Underscoring the importance of this ancient wisdom, is the action taken by UNESCO to include The Epigraphic Archives of Wat Pho into the Memory of the World Register in 2011. Sadly though, and despite the tireless efforts of so many, this ancient knowledge is slowly fading away from awareness and is in real danger of extinction. There are multiple factors that contribute to this which include:

  • Inconsistency in Spelling of “Rue-si Dat Ton” This problem occurs through the phonetic translation and conversion of the Thai language into the Latin Alphabet. Because of this, Rue-si Dat Ton has literally been spelled in so many ways it’ll make your head spin such as: Rusie Dutton, Ruesri Dat Ton, Reusi Da Ton, Rue See Dut Ton, Rusie Datton, Ruesri Datton, Reusi Dat Ton, Rue See Dad Ton, Rusie Dat-ton, Rue Sri Dut Ton, Lusie Dutton, Rue-Si Dat Ton, Rusri Datton, Lusie Datton, Rue-Si Datton, Rusie Dotton, Ru Si Datton, Reusi Datton, Rue See Dat Ton, Rasi Daton, Lucy Dutton… etc. Is your head spinning yet??? The spelling I’ve chosen to adopt (Rue-si Dat Ton) is the one used by the Wat Po Thai Traditional Medical School. It is absolutely critical that one spelling is agreed upon and universally adopted if Rue-si Dat Ton is to survive. After all, how can this incredible system be researched, promoted, taught, & marketed effectively otherwise?

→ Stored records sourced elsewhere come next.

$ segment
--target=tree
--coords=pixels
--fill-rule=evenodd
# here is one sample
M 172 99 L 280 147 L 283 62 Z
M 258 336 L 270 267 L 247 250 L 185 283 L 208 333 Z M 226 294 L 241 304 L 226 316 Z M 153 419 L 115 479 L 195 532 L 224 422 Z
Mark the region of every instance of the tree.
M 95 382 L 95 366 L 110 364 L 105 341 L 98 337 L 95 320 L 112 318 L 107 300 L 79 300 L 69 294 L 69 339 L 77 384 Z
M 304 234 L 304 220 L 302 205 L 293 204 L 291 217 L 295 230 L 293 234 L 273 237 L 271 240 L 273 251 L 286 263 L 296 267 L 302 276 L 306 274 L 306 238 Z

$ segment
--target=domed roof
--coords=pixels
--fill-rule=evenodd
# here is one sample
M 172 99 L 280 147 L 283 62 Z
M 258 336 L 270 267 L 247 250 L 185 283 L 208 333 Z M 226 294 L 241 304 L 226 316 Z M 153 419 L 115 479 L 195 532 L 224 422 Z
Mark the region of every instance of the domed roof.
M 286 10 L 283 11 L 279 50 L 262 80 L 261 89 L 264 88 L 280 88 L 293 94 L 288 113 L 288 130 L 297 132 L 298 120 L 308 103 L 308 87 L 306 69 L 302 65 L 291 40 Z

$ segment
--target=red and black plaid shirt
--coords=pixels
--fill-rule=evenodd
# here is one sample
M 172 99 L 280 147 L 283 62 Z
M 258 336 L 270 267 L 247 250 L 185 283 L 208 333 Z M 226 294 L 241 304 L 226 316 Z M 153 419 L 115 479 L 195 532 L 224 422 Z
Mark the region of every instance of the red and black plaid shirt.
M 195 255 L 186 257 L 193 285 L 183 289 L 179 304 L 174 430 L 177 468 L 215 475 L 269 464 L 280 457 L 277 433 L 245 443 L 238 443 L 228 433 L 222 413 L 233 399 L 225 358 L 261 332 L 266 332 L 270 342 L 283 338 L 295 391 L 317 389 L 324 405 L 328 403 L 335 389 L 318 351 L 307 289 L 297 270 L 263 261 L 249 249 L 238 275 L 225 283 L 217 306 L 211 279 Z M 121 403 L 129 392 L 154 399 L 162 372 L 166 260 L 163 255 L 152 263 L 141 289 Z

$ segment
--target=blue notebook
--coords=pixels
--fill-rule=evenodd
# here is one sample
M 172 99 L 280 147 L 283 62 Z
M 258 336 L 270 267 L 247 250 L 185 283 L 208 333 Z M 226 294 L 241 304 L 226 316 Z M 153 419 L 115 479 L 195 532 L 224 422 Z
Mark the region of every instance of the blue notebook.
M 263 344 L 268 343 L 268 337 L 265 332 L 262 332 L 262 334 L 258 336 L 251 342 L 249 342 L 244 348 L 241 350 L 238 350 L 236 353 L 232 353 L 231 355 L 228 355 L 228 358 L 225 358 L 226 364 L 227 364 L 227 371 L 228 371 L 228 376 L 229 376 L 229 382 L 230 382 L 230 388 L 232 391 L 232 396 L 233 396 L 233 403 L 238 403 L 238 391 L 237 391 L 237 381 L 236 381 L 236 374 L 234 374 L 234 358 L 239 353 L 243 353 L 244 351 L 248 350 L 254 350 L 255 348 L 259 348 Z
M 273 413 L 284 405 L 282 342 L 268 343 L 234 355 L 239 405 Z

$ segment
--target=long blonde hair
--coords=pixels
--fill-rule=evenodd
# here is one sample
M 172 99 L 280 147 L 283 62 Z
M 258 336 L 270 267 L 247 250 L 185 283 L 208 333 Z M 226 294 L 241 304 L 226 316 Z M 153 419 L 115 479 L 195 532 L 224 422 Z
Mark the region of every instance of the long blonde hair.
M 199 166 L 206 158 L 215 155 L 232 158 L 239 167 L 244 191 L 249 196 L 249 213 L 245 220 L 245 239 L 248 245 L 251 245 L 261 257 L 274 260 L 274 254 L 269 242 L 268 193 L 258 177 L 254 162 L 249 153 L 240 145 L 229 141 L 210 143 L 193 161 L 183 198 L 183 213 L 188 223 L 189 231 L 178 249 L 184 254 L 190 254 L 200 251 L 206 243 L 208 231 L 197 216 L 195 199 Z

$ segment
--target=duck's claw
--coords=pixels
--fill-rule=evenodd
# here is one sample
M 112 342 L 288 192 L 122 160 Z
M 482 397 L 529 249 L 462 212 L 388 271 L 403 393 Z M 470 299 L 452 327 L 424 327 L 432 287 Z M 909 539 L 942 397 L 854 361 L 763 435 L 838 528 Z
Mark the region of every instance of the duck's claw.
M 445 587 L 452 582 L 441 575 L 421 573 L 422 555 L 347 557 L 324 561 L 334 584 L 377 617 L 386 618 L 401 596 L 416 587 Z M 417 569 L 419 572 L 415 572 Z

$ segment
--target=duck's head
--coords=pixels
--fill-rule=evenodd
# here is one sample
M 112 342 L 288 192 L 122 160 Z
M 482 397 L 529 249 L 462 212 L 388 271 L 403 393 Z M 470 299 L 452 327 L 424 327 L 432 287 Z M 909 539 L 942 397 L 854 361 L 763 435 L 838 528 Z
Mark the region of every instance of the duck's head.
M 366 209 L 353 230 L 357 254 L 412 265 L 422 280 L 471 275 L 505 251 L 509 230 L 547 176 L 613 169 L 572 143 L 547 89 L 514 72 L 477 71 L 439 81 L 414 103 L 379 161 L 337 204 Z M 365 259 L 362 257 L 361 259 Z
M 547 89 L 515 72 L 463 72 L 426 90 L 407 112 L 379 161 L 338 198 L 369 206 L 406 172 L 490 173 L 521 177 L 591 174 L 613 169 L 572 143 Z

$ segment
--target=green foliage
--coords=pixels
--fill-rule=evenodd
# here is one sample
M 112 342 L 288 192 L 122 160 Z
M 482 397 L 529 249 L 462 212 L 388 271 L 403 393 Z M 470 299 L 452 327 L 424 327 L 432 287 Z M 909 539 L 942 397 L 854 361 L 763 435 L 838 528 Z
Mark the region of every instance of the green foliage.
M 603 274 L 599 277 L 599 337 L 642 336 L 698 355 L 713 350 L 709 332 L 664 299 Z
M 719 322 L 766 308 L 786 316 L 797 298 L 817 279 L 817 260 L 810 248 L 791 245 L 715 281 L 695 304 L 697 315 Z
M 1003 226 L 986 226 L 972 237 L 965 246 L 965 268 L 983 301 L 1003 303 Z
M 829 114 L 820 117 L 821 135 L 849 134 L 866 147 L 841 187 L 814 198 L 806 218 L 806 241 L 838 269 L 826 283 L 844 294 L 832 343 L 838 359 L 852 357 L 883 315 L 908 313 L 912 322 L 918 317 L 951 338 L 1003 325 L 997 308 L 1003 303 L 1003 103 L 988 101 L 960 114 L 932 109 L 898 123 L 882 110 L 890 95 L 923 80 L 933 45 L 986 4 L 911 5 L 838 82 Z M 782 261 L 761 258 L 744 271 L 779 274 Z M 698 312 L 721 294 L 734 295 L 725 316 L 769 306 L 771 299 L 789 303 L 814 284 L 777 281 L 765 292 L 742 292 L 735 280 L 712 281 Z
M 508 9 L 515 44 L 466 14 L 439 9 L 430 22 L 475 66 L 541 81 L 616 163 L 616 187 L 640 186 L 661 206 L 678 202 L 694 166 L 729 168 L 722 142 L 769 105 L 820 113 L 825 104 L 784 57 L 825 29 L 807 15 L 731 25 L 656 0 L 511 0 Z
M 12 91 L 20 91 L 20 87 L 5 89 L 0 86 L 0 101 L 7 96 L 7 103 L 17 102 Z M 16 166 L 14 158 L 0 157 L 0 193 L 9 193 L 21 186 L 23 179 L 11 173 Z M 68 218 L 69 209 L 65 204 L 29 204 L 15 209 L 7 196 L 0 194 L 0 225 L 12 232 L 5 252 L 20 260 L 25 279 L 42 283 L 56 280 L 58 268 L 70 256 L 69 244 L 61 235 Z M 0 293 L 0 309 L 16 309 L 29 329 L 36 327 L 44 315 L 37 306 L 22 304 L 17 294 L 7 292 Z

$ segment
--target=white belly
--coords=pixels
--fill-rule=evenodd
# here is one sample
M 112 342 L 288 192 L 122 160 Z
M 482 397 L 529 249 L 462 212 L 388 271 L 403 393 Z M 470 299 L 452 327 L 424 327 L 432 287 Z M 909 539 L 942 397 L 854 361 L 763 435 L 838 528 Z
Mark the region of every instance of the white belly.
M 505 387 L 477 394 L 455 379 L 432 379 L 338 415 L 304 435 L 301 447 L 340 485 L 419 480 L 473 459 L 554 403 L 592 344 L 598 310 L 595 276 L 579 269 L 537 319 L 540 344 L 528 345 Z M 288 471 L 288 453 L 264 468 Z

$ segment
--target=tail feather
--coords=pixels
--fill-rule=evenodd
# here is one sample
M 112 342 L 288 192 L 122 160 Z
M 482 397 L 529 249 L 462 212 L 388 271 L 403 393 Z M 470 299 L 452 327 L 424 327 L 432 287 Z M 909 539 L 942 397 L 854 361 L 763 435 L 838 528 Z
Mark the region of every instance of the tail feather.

  • The Individual Techniques Lack Specific Names by Which They Can Be IdentifiedImagine going into Yoga class and the instructor says, “Okay, now move into the Wat Po 18 Positions Style – Technique number 13. Inhale….” or even worse by using the original poems such as, “Rue-si Aa-Yan was ordained, like brahman, carrying his stuff everywhere through the forest. Having gas, so he put his stuff down to stretch….” How is that going to flow? Mountain Pose. Down Dog. Cat. Cow. You get the idea! Tai Chi has names for each of its various styles and forms. What makes Rue-si Dat Ton so much different is that a single technique can be prescribed to treat specific ailments, but the technique doesn’t have a common, identifiable name. This must change if Rue-si Dat Ton is to become more widespread.
  • The Nature of Rue-siAs Rue-si prefer to live in quiet seclusion, it is an extremely rare event that a person will ever encounter an authentic one. Additionally, their knowledge is passed down by oral tradition to an apprentice, not a classroom. This means that maybe only a single serious student will come along who will eventually replace a Rue-si who passes away. In fact, some estimate that there may only be a handful of real Rue-si still alive in Thailand. Unfortunately, they aren’t out there making Youtube videos, teaching workshops, or even writing anything down!
  • The Influence of Western Medicine in ThailandWhen a person becomes ill in society today, they go to the hospital which is usually very accessible. Unless they happen to live in an extremely rural village area that happens to be in a close enough proximity and has access to a real Rue-si. Besides that though, the mindset has shifted greatly from looking inward for answers, to looking outwards. Simply put – it’s easier for most people to pop a pain pill than to learn how to relieve that pain with a technique.


Our mission is to seek out and gather all knowledge pertaining to Rue-si Dat Ton from legitimate sources far and wide, consolidate and refine the information, address the issues stated above, and put it into digital form so that not only will it be preserved, but its healing wisdom will be accessible around the world. We aim to fulfill the dreams of Kings. We greatly appreciate any and all support in this seemingly impossible quest that has been riddled with complications throughout the centuries. Thank You.